Who is your ISP or who should it be?
The first and most important issue to look at here is your ISP. The ISP for most credit unions is their telecom carrier. In our opinion this is a mistake. The telecom carrier in most cases is really only responsible for your local connectivity. They have almost no visibility into the business applications and of course if you have ever tried to get ahold of a major carrier on a weekend…they aren’t so great in emergency situations. Oddly enough, very few credit unions have the tools or resources to handle both the engineering challenges or the provisioning and managing of their own DNS or public IP space. In some ways you can think of it like the old days before you could take your cell phone number with you. If you didn’t like Verizon, well you better get a new phone number. However, taking the time to partner with someone like OGO, or provision your own public IP/DNS space puts you in the driver seat of your network. Once there, rerouting critical traffic becomes much easier and quicker.
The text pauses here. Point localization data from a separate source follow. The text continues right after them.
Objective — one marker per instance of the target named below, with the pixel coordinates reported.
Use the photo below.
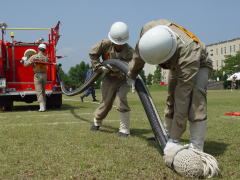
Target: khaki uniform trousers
(112, 87)
(40, 80)
(189, 101)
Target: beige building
(216, 51)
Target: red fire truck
(16, 81)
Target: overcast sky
(86, 22)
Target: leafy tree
(142, 74)
(157, 75)
(149, 79)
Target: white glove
(104, 69)
(130, 81)
(23, 59)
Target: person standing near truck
(40, 74)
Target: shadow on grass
(36, 108)
(212, 147)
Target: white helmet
(42, 46)
(119, 33)
(157, 45)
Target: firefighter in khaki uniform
(40, 74)
(173, 47)
(114, 84)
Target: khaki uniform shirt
(105, 50)
(38, 68)
(190, 55)
(137, 64)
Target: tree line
(232, 65)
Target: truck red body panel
(17, 81)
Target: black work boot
(94, 128)
(122, 135)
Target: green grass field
(57, 144)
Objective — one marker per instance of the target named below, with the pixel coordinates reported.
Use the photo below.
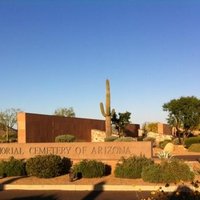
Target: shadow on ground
(37, 197)
(182, 193)
(10, 180)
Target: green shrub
(90, 168)
(175, 141)
(162, 144)
(194, 148)
(167, 172)
(65, 138)
(47, 166)
(131, 167)
(2, 168)
(12, 167)
(125, 139)
(110, 138)
(191, 140)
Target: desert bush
(167, 172)
(175, 141)
(110, 138)
(90, 168)
(162, 144)
(192, 140)
(12, 167)
(125, 139)
(47, 166)
(131, 167)
(65, 138)
(194, 148)
(153, 140)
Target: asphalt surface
(71, 195)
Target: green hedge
(194, 148)
(167, 172)
(192, 140)
(47, 166)
(131, 167)
(110, 138)
(90, 168)
(65, 138)
(12, 167)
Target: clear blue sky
(58, 53)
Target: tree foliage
(120, 121)
(65, 112)
(184, 113)
(8, 119)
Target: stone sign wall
(78, 150)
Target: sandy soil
(62, 180)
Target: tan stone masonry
(78, 150)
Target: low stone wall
(97, 135)
(112, 151)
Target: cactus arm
(113, 111)
(102, 110)
(107, 97)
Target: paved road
(188, 157)
(71, 195)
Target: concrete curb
(98, 187)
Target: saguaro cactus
(107, 111)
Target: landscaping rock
(169, 147)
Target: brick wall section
(164, 129)
(35, 128)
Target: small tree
(8, 119)
(65, 112)
(184, 114)
(120, 121)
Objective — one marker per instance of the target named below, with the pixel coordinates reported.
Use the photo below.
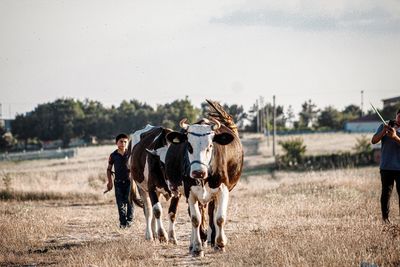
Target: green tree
(330, 118)
(308, 114)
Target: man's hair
(121, 136)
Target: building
(365, 124)
(390, 101)
(6, 124)
(369, 123)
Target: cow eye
(190, 148)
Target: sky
(232, 51)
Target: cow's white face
(200, 149)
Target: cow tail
(134, 196)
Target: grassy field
(329, 218)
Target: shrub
(363, 145)
(294, 150)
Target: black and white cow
(211, 160)
(148, 150)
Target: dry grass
(329, 218)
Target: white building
(365, 124)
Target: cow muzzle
(199, 174)
(198, 170)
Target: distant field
(329, 218)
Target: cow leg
(211, 226)
(220, 217)
(173, 206)
(203, 227)
(157, 211)
(148, 213)
(197, 248)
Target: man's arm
(378, 136)
(393, 135)
(109, 177)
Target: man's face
(122, 143)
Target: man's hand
(109, 187)
(390, 132)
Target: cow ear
(223, 138)
(176, 138)
(152, 152)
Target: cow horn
(183, 124)
(216, 124)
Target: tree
(330, 118)
(24, 127)
(308, 114)
(7, 141)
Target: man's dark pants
(125, 209)
(388, 177)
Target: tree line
(67, 118)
How do you want your branches to work in a disaster?
Aside from the ISP portion of the problem, branch communication is key as well. In most cases branch networks are designed to route traffic from the branches to the main office and then to the internet. Even with the Disaster Recovery or Hot Site on the credit unions main network, traffic won’t just route without some work. The main location often times has a primary router with routing tables that tell servers, workstations, and other components where to go to get data. Without setting up alternative paths up front this detour routing must be done at time of disaster. Often times, nobody can find a network diagram or other components to make the process smoother. Instead, if you setup the primary and backup routing on day one and tie it into the same systems used to manage the ISP and public IP space, you can reroute the traffic almost instantly. This challenge is getting bigger each day as more and more credit unions have multiple VLANs used to segregate traffic for data, internet, voice, and other components in an attempt to make our networks more secure.
How do you want your network to work in an attack?
With things like DDoS attacks and more and more IT security threats, designing your network to provide you options is key. Just like being on a two lane road with no options isn’t great if there is an accident, the same is true in your network architecture. The strategy is similar to the disaster architecture in that you want to make sure you decouple your ISP and Branch routing from your telecom provider and build the appropriate backup plans today. That way, when an attack hits you will be well prepared to reroute and maintain services quickly. This becomes even more critical in hacktivism attempts as the potential disrupter is smart and will adapt to your mitigation strategies. Without the right tools and architecture you can be down for hours or days just trying to figure out what is happening.
How quickly do you want to get your third parties back up?
In my opinion the most important things to get working in disaster are those services that are self service for the member. Think of credit cards, debit cards, atms, online banking etc. The quicker you can recover and make those services work as normal, the quicker members can return to normal and perceive less disruption. The down side of preparing for recovering these third parties is that you often need to buy two of every connection and they are often expensive connections. The same branch routing and internet IP flexibility discussed above apply to all the needed 3rd party connection also. Taking the time to address and design the right solution is key for quick recovery. OGO has a product called Connect 4 that aggregates these connections for many credit unions and many providers and greatly lowers the price. In the disaster, OGO will reroute the traffic and bring up the connections so that you can focus on member service.
So if you could take away one thing from this article, I would focus on the need to decouple your ISP and branch routing from your telecom provider and integrate it with either your own tools and resources or with your disaster recovery providers. That way, when a disruption strikes, you can reroute things quickly and efficiently without waiting on a disinterested service provider.